The connection between obesity, insulin resistance, diabetes and mental health problems is no longer questioned. There are number of reasons for the association, including the use of psychotropic medications which cause weight gain, and promote the metabolic syndrome; the social stigma associated with obesity and the lifestyle changes associated with diabetes; and inflammatory activation due to poor diet, high insulin and glucose levels, which in turn changes brain neurochemistry.

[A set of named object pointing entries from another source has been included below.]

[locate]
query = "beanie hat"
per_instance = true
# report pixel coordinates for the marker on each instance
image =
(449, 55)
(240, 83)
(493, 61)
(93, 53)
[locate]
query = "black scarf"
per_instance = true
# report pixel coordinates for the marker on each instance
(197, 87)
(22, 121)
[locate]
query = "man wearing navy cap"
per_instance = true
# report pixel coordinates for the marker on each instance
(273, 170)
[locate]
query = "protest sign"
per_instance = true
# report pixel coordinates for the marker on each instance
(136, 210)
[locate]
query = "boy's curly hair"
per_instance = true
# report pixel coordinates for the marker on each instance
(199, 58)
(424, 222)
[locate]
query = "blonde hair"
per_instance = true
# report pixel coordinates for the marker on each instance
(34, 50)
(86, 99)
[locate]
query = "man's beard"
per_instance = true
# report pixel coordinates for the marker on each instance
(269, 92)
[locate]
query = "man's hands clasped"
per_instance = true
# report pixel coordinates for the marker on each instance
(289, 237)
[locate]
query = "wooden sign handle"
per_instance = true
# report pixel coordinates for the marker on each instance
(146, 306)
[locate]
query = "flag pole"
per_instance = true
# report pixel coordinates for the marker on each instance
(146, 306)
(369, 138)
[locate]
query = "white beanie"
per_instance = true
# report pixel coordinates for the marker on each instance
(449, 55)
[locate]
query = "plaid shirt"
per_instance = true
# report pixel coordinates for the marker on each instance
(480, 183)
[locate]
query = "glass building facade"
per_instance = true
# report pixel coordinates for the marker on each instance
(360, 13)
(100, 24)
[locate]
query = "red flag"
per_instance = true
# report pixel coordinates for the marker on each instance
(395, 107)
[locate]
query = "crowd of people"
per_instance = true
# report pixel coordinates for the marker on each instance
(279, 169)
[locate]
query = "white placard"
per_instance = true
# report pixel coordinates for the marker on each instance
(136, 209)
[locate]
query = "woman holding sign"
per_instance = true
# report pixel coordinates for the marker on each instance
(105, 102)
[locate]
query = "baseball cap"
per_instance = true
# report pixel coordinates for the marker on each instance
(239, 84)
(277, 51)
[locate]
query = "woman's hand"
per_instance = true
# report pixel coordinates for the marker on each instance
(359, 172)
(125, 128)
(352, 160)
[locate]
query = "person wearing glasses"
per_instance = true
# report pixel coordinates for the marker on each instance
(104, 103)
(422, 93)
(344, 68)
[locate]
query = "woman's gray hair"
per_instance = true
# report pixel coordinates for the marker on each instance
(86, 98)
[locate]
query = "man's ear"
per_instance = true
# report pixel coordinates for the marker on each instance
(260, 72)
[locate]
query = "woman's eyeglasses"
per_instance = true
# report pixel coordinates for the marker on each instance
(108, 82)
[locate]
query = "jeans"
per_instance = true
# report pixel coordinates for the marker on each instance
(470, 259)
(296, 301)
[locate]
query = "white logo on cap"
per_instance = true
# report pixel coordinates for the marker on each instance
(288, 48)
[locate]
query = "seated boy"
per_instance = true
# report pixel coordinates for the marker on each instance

A recent study (McIntyre et al. brain volume abnormalities and neurocognitive deficits in diabetes mellitus: points of pathophysiological commonality with mood disorders?: Adv. Ther. 2010 Feb;27(2):63-80. ) reviewed the literature on brain changes in type one and two diabetes, and concluded that the brain areas which are affected in mood disorders and DM diabetes mellitus, significantly overlap. The association is so compelling that one article in 2007 (Ann. Clin. Psychiatry; 2007 Oct-Dec;1994):257-64) was titled: “Should Depressive Syndromes Be Reclassified as “Metabolic Syndrome Type II”. The association with diabetes (and obesity and insulin resistance) extends beyond just mood disorders, to anxiety disorders, and major psychiatric syndromes such as bipolar disorder and schizophrenia.